Left to right: Democratic presidential candidates Jim Webb, U.S. Sen. Bernie Sanders (I-VT), Hillary Clinton, Martin O'Malley and Lincoln Chafee
Photo by Joe Raedle—Getty Images

While candidates offered numerous plans to boost the U.S. economy, they neglected to address America's debt problems.

By Nicola Persico
October 14, 2015

Much of Tuesday night’s Democratic primary debate was about spending. About more spending, obviously. The candidates outdid themselves. Frontrunners Hillary Clinton and Bernie Sanders advocated spending more on education (free college for everyone), on jobs, on research, on free family leave. There was talk of expanding Medicare and Social Security, which happen to be the two main drivers of government deficits, and of extending the (subsidized) Obamacare insurance plans to undocumented immigrants. Clinton even called climate change an “opportunity to grow our economy,” apparently referring to the opportunity to spend money fighting it.

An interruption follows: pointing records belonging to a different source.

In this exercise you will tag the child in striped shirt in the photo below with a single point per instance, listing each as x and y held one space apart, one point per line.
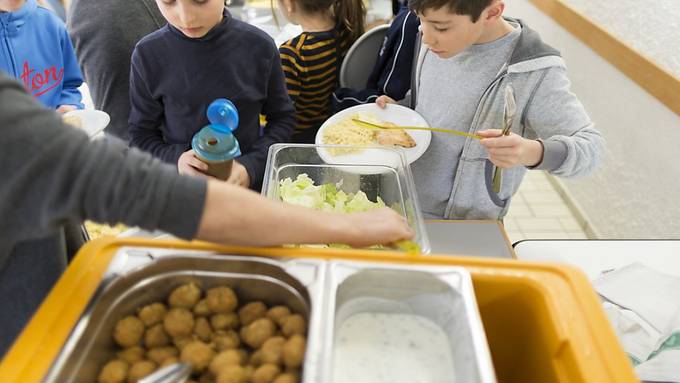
311 61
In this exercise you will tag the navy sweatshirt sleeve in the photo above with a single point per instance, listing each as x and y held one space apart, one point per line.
146 115
279 111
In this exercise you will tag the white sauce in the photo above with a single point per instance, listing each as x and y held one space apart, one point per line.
391 348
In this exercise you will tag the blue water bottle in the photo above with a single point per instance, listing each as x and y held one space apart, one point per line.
216 144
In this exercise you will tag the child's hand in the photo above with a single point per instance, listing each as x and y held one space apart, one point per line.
382 101
189 164
511 150
65 108
239 175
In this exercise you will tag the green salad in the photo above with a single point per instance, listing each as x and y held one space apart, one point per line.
328 197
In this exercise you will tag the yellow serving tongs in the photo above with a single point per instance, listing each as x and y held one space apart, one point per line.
508 115
370 125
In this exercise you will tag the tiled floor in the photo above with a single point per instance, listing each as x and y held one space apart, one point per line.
538 211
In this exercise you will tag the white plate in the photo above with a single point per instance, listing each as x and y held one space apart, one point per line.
396 114
93 121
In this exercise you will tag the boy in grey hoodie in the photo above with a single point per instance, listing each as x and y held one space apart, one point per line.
468 56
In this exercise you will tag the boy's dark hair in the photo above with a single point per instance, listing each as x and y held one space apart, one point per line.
472 8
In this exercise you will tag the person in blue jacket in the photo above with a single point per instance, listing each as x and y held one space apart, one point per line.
391 74
36 49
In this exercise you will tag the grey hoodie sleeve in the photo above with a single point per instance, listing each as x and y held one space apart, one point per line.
572 146
52 173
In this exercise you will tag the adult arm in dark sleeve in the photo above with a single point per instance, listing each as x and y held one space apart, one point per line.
53 174
146 116
280 114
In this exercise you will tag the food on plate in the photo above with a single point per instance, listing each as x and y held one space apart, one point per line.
270 347
348 132
72 120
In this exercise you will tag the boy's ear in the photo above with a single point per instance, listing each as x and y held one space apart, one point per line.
494 11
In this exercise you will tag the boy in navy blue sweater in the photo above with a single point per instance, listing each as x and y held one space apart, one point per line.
201 55
35 49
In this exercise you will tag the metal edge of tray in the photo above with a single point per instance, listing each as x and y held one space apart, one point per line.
310 273
454 277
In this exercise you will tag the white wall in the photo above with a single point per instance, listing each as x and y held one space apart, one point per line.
636 191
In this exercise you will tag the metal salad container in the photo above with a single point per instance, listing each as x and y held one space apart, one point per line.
382 172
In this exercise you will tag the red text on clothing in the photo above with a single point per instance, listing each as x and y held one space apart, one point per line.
41 82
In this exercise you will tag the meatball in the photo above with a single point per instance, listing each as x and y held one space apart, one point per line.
294 351
152 314
185 296
114 371
128 331
232 374
179 322
251 312
221 300
266 373
277 313
198 355
224 359
202 329
226 340
272 350
293 324
140 370
160 354
258 332
224 321
156 337
201 309
131 354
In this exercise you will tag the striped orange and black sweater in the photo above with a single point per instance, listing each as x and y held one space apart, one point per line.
311 64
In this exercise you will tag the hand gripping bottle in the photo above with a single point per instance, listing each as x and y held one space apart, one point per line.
216 144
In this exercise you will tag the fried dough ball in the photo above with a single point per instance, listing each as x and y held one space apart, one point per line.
178 322
201 309
128 331
232 374
156 337
225 359
185 296
152 314
221 300
182 342
226 340
265 373
272 350
224 321
293 324
169 361
294 351
160 354
140 370
198 354
252 312
131 354
277 313
286 377
256 359
202 329
258 332
114 371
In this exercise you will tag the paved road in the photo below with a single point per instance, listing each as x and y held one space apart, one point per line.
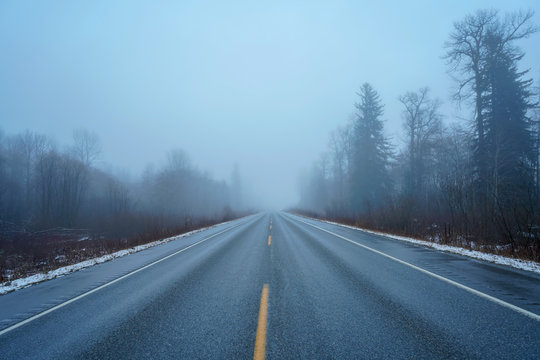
331 292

This is a funny definition of opportunity because much of what the candidates are proposing will lead America deeper into debt.

Of course, that’s not the way they see it. The real challenge, according to the two main contenders, is inequality. Fortunately, we learned that inequality is pretty easy to address: just tax the rich and spend more government money. So I guess inequality, too, qualifies as another “opportunity to grow our economy.”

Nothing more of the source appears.